The Governance Code, which was launched 18 months ago, was drafted by the umbrella bodies for charities, co-operatives and voluntary organisations and community organisations, has had just over 320 organisations sign up, despite there being around 8,000 such organisations in the country.

The code is entirely voluntary and is designed to increase transparency and reassure funders.

Charity umbrella group The Wheel, one of the groups involved in drafting the code, say that the low numbers reflect the difficulty involved in getting governance in order.

Their Director of Advocacy Ivan Cooper said that the process was complicated.

“They have to methodically go through it. It’s not a check box process, it’s extremely time-consuming. It’s been a process that is ongoing.”

Cooper says that the establishment of the Charities Regulator will increase the numbers, but that even this step had caused uncertainty.

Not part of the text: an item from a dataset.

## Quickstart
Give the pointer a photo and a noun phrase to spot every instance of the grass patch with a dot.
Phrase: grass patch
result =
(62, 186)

“People weren’t sure what role the regulator would play, but we hope that once the office is established, they would encourage charities to sign up to the code.”

Among the big names to have achieved compliance with the code are Beaumont Hospital, the St Vincent’s Foundation and Make-A-Wish.

Another list, which outlines the organisations that have signed up to implement the code, shows Barnados, Crosscare and the Irish Cancer Society. The Wheel themselves are on this list, something Cooper says points to the rigours involved in certification.

He adds that The Wheel is not disappointed with the uptake of the code.

“We’re happy that there is now a code.

“One of the good outcomes of recent events is increased awareness on good governance.

Charities need to remember that it is the public’s money. The public have a right to expect the highest standards.